Access to Exclusive Products
Some banks offer products exclusively to direct customers. For example, certain offset accounts, package discounts, or fixed rate specials may not be available through broker channels.
Existing Relationship Benefits
If you have significant deposits, business banking, or other products with a bank, they may offer preferential pricing that a broker cannot access.
Fast Pre-Approval
For auctions with tight timelines, going direct to a bank you already hold accounts with can sometimes produce faster pre-approval than going through a broker — though this varies widely.
Key Questions to Ask a Mortgage Broker
Before engaging a broker, ask:
- How many lenders are on your panel? (Look for 20+ minimum)
- Do you specialise in any borrower type? (First home buyers, investors, self-employed)
- What is your typical turnaround time for pre-approval?
- How do you get paid, and will you disclose all commissions?
- Will you help me with the ongoing loan management (annual reviews)?
Key Questions to Ask a Bank
Before going direct, ask:
- Is this rate available through broker channels? (If yes, a broker offers the same rate plus comparison)
- Are there any direct-only products or discounts?
- What is the comparison rate? (Includes fees, not just the headline rate)
- Can I speak to the same person throughout the process?
The Verdict: Broker or Bank?
For most Australian borrowers in 2026, a mortgage broker provides better outcomes. The combination of multi-lender comparison, best interest duty, free service, and specialist knowledge means brokers consistently deliver more competitive rates and better-structured loans than borrowers find on their own.
The exception is borrowers with very simple needs who already have a strong relationship with a specific bank offering genuinely competitive direct-only products.
The best approach? Start with a broker to understand your options, then check whether your bank can beat the broker's recommendation.
Frequently Asked Questions
Do mortgage brokers charge fees?
The vast majority of Australian mortgage brokers do not charge the borrower any fee. They are paid by the lender. A small number of brokers charge a fee-for-service model — this should always be disclosed upfront.
Can a broker get me a better rate than the bank directly?
Often yes. Brokers negotiate across multiple lenders and can leverage competitive tension. Some lenders also offer broker-exclusive rates.
Is it worth using a broker for refinancing?
Absolutely. Brokers can quickly compare your existing loan against the current market and handle the entire refinancing process, often saving $2,000–$5,000 per year.
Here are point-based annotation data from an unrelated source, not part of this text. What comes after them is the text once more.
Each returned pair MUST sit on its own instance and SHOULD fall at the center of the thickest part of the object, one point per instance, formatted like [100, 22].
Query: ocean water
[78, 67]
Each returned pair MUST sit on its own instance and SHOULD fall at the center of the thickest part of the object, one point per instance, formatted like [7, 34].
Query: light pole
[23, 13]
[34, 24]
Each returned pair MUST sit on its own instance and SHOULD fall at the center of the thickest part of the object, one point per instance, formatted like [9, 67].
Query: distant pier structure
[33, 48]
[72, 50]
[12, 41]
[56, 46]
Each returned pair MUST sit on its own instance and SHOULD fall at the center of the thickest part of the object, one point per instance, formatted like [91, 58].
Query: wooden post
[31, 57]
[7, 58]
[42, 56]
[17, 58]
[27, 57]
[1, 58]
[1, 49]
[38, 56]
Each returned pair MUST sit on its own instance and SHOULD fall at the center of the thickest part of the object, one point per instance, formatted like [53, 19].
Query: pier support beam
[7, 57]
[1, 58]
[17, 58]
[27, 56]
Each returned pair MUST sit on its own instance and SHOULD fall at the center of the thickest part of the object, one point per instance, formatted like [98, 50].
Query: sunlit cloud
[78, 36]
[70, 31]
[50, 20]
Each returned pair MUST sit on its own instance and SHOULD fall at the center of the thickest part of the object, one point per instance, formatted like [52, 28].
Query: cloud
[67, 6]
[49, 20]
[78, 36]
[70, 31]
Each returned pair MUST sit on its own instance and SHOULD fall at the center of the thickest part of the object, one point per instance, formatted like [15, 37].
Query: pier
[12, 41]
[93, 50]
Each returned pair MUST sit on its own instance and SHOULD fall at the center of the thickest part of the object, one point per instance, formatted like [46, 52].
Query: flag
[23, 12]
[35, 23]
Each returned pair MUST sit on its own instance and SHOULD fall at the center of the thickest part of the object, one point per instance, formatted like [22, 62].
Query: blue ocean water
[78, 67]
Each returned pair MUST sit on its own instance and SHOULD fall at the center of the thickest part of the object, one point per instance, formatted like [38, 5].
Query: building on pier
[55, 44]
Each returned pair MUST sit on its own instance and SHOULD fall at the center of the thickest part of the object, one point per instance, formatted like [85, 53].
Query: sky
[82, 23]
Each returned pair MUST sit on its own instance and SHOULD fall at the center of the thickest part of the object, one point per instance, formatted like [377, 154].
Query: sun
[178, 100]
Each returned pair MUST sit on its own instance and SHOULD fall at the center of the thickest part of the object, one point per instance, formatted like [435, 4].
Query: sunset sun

How do I find a good mortgage broker?
Look for brokers who are members of the MFAA or FBAA, have positive Google reviews, and specialise in your borrower type. Platforms like CREDIGO let you browse verified, licensed mortgage brokers and filter by specialisation and location.
This article is general information only and does not constitute financial advice. CREDIGO is a digital marketplace operated by EMERGUS CAPITAL PTY LTD (ABN 65 669 945 000). We do not hold an ACL or AFSL. Always seek advice from a licensed mortgage broker or financial adviser.